Handlers track sequence numbers, detect gaps, and then either wait, request retransmission/refresh, switch to a backup/redundant stream, or mark the instrument/channel as uncertain until recovery completes - because applying later messages over a missing transition can produce an incorrect local book.
Normalization is useful but dangerous because superficially similar events can carry different semantics across venues (e.g., order-level vs price-level feeds, day-scoped identifiers, or venue-specific auction timing), so good designs expose a common envelope while preserving venue-specific fields rather than forcing everything into one flattened schema.
Low-latency encodings and delivery are important, but correctness is the primary product: a handler that is faster but occasionally emits an incorrect book is worse than a slightly slower, correct handler; timestamping should keep exchange event time distinct from local receipt time so latency measurements and event reconstruction remain meaningful.
Buying vendor handlers speeds deployment and often supplies prebuilt decoders, replay and recovery support, and exchange certifications, but you still must verify how the product handles sequencing, schema/versioning, timestamping, normalization, and replay because those operational semantics determine whether the product meets your correctness and audit needs.

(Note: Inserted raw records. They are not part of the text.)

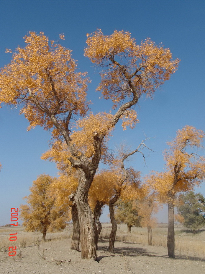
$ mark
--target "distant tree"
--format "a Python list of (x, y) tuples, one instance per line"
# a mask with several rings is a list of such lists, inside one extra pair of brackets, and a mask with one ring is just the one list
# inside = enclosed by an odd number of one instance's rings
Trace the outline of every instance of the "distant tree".
[(152, 245), (152, 229), (157, 225), (157, 220), (153, 217), (154, 213), (158, 211), (158, 205), (155, 195), (154, 193), (149, 193), (146, 188), (144, 197), (140, 200), (135, 201), (136, 206), (138, 208), (138, 213), (140, 217), (140, 225), (147, 229), (148, 244)]
[(178, 220), (184, 226), (195, 231), (205, 225), (205, 199), (202, 194), (191, 191), (181, 195), (179, 200), (177, 211), (182, 218)]
[(20, 217), (26, 230), (40, 231), (44, 241), (49, 228), (63, 229), (69, 220), (67, 210), (65, 212), (55, 204), (56, 199), (51, 188), (55, 179), (45, 174), (38, 176), (30, 188), (31, 194), (24, 198), (28, 204), (20, 206)]
[(175, 258), (174, 207), (177, 195), (193, 190), (205, 178), (205, 158), (198, 154), (204, 136), (202, 130), (191, 126), (178, 130), (176, 138), (168, 143), (170, 148), (164, 153), (166, 170), (156, 172), (149, 179), (161, 201), (168, 206), (167, 248), (170, 258)]
[(115, 204), (115, 217), (117, 223), (123, 223), (127, 227), (127, 232), (130, 233), (133, 226), (139, 227), (140, 224), (140, 217), (139, 210), (133, 207), (133, 201), (125, 202), (119, 200)]

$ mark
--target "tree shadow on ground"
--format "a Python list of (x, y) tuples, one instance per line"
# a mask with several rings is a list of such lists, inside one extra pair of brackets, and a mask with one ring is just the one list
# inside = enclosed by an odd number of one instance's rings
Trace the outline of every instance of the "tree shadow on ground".
[[(157, 252), (150, 251), (146, 248), (144, 248), (141, 247), (132, 247), (130, 248), (129, 247), (116, 247), (114, 248), (114, 253), (112, 253), (108, 251), (108, 245), (109, 243), (109, 241), (108, 240), (106, 239), (101, 239), (99, 241), (99, 242), (104, 244), (104, 246), (99, 246), (98, 250), (104, 251), (105, 254), (104, 255), (99, 256), (98, 257), (97, 261), (99, 262), (103, 258), (105, 257), (114, 257), (116, 256), (127, 256), (132, 257), (137, 257), (137, 256), (142, 256), (158, 258), (164, 258), (169, 259), (170, 260), (185, 260), (190, 261), (199, 261), (205, 262), (205, 259), (193, 256), (188, 256), (183, 255), (176, 255), (175, 259), (172, 259), (171, 258), (169, 258), (168, 255), (160, 255)], [(135, 243), (127, 241), (122, 242), (124, 242), (126, 244), (135, 244)], [(105, 245), (105, 244), (107, 244), (106, 246)]]

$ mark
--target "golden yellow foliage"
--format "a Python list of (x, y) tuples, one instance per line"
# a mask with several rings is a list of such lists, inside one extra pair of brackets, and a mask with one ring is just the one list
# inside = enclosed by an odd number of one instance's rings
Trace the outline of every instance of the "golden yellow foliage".
[(160, 194), (161, 201), (172, 199), (177, 193), (193, 190), (205, 178), (205, 158), (197, 154), (204, 136), (202, 130), (186, 125), (168, 143), (170, 149), (164, 153), (167, 170), (154, 173), (147, 178)]
[(49, 175), (40, 175), (30, 188), (31, 194), (24, 197), (27, 204), (21, 205), (20, 217), (27, 231), (43, 233), (49, 228), (64, 228), (70, 219), (68, 207), (65, 210), (55, 204), (51, 186), (56, 179)]
[[(107, 36), (100, 29), (87, 36), (85, 56), (106, 67), (97, 90), (112, 100), (114, 108), (126, 96), (131, 96), (131, 79), (138, 96), (151, 95), (177, 69), (178, 59), (172, 60), (168, 49), (156, 46), (150, 38), (137, 45), (127, 32), (115, 30)], [(123, 59), (126, 64), (122, 65), (118, 60)]]
[(11, 63), (1, 70), (0, 101), (22, 105), (29, 129), (37, 125), (52, 128), (48, 116), (52, 115), (63, 126), (65, 113), (85, 115), (88, 80), (86, 73), (76, 71), (71, 51), (53, 41), (50, 44), (43, 32), (30, 32), (24, 38), (26, 46), (17, 48)]

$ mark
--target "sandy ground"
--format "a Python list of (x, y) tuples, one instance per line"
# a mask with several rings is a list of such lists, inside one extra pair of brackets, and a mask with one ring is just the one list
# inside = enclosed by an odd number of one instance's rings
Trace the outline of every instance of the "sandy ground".
[[(108, 240), (99, 244), (98, 262), (82, 260), (81, 252), (70, 249), (70, 239), (54, 240), (22, 249), (22, 257), (0, 253), (1, 274), (202, 274), (205, 262), (187, 257), (176, 252), (176, 258), (169, 258), (167, 249), (142, 246), (131, 242), (116, 242), (114, 254), (107, 252)], [(44, 261), (42, 255), (46, 257)]]

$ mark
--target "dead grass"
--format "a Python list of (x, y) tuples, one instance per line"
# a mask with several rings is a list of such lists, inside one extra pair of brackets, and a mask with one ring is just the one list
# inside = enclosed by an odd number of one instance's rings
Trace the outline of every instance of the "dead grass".
[[(167, 247), (167, 228), (165, 226), (152, 229), (152, 245)], [(185, 253), (187, 257), (191, 254), (196, 257), (205, 258), (205, 231), (196, 234), (187, 233), (180, 225), (175, 228), (175, 249)], [(110, 224), (104, 224), (100, 238), (109, 239), (111, 231)], [(127, 226), (118, 225), (116, 236), (117, 241), (131, 242), (143, 245), (148, 244), (147, 230), (146, 228), (133, 227), (131, 233), (127, 233)]]
[[(162, 227), (156, 228), (152, 230), (152, 245), (166, 248), (167, 229), (165, 226), (161, 226)], [(111, 229), (110, 224), (103, 224), (100, 239), (109, 239)], [(17, 232), (18, 233), (17, 240), (13, 242), (9, 241), (9, 234)], [(72, 232), (72, 226), (70, 225), (63, 231), (47, 233), (46, 241), (53, 241), (70, 238)], [(175, 232), (175, 249), (179, 252), (180, 254), (181, 252), (185, 253), (187, 258), (191, 254), (196, 257), (205, 258), (205, 231), (201, 231), (196, 234), (188, 233), (179, 227), (176, 228)], [(39, 251), (42, 248), (43, 243), (41, 241), (42, 239), (42, 234), (40, 233), (27, 232), (22, 227), (10, 228), (0, 228), (0, 252), (7, 251), (9, 247), (14, 246), (15, 243), (15, 245), (17, 248), (17, 254), (20, 259), (23, 256), (24, 248), (35, 246)], [(128, 233), (127, 226), (124, 225), (118, 225), (116, 241), (125, 243), (137, 243), (143, 246), (147, 245), (148, 242), (147, 229), (146, 228), (132, 228), (131, 233)], [(43, 258), (43, 249), (40, 253)], [(127, 261), (128, 259), (125, 258), (126, 268), (127, 269), (129, 268), (128, 265), (129, 262)]]

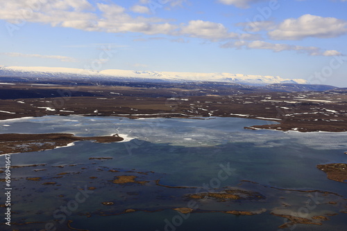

SBE-encoded messages are not self-describing, so handlers must obtain and manage out-of-band message schemas and careful versioning; mismatched schema or byte-order expectations can cause silently incorrect decoding, making schema distribution and lifecycle control a production concern.
Security for multicast feeds usually relies on controlled network architecture (colocation, private links, access controls) because adding session-layer security (e.g., DTLS) preserves datagram semantics but does not add reliability or ordering guarantees; any security layer that alters delivery assumptions requires corresponding changes to handler logic.
In stressed markets message rates, parser CPU, and recovery channels are all strained and divergent data sources can cause integrity pauses; handlers must expose clear gap/health signals, support replayable recording for incident reconstruction, and avoid silently publishing state when sequence continuity is uncertain.
Day-scoped identifiers such as NASDAQ stock-locate codes and many exchange OrderIDs are reassigned or reset each day, so handlers must map those transient IDs to persistent symbol metadata at runtime and never assume yesterday’s codes apply today.